The newly passed ordinance authorizes the city’s chief financial officer to “create all necessary funds and project numbers to support the 2021 ERA Program 2 Grant,” according to the legislation, which was sponsored by Councilwoman Andrea Boone. 

The move adds much-needed cash to a program that’s currently working on distributing the initial $15.2 million allocated by the U.S. Department of the Treasury. 

The legislation is complemented by another ordinance Boone sponsored, which amends an agreement with United Way of Greater Atlanta, the organization that’s been managing the city’s ERA program, “to facilitate the city’s COVID-19 Emergency Rental Assistance Program to extend the term of the agreement through Jan. 31, 2022,” among other actions. 

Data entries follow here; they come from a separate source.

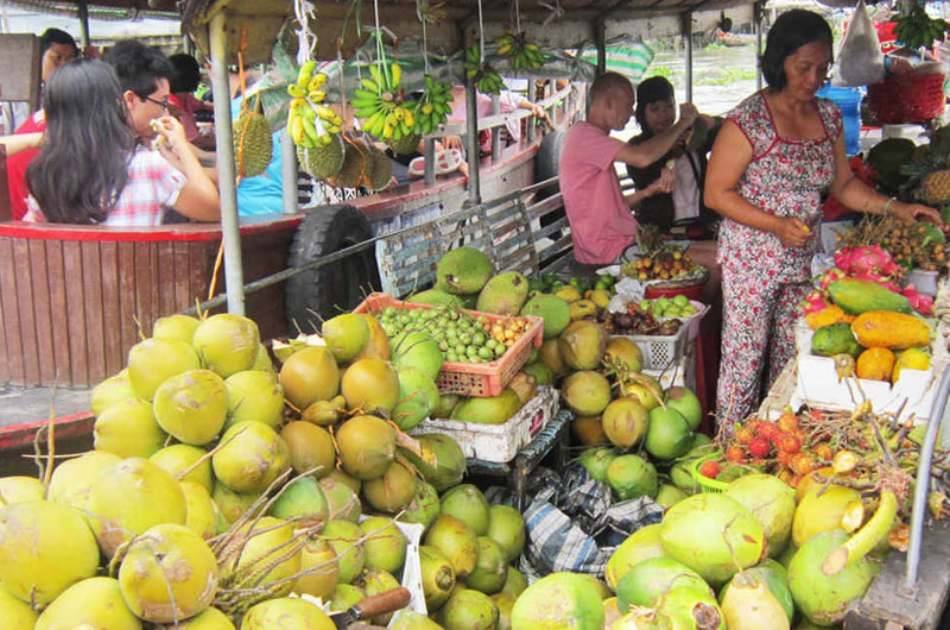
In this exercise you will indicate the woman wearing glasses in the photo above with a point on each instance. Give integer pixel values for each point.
(95, 168)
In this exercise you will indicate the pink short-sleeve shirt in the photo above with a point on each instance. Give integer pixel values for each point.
(602, 225)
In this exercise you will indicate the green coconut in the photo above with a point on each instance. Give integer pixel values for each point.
(251, 456)
(255, 395)
(178, 458)
(153, 361)
(560, 600)
(168, 573)
(44, 549)
(227, 343)
(93, 603)
(192, 406)
(130, 498)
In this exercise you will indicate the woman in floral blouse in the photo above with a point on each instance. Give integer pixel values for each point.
(776, 153)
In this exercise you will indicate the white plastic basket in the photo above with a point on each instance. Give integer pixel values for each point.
(498, 443)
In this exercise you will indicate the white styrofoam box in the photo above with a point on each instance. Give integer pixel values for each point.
(498, 443)
(818, 386)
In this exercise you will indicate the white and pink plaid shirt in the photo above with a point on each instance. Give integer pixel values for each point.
(152, 188)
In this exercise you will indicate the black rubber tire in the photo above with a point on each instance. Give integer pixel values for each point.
(339, 286)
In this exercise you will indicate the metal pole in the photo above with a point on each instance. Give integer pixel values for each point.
(230, 233)
(288, 172)
(923, 482)
(473, 148)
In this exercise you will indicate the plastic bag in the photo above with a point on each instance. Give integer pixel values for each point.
(860, 60)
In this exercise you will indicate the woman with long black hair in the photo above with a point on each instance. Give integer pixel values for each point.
(93, 169)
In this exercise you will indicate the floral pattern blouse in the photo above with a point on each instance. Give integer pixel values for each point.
(786, 178)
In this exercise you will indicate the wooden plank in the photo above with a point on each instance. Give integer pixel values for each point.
(43, 315)
(76, 307)
(111, 307)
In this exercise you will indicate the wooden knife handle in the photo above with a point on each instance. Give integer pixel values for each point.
(384, 602)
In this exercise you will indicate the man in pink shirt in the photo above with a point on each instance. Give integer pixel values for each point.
(602, 224)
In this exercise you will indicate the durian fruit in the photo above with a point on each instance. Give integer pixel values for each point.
(253, 145)
(322, 162)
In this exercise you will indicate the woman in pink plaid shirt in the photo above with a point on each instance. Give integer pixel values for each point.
(94, 170)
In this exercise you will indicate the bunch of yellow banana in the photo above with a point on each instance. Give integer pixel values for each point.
(434, 107)
(382, 106)
(482, 74)
(524, 55)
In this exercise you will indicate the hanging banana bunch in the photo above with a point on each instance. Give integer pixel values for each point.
(524, 55)
(485, 78)
(311, 123)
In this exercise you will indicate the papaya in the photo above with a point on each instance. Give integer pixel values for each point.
(834, 339)
(860, 296)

These updates could also precede the relaxation of the program’s documentation requirements, which demand renters and landlords seeking aid provide paperwork that proves how the public health crisis has impacted their finances and become a detriment to their housing security. 

In August, the Treasury Department eased such regulations, which housing experts and legal professionals have told Atlanta Civic Circle have been preventing people in need from accessing crucial public money. 

“United Way of Greater Atlanta will be working closely with the City of Atlanta to administer a new round of funding using the revised federal guidelines by mid-to-late October,” United Way spokesman Chad Parker told Atlanta Civic Circle last week. “We will be ensuring that these new federal guidelines are implemented by all our nonprofit partners and administered with compassion and compliance.”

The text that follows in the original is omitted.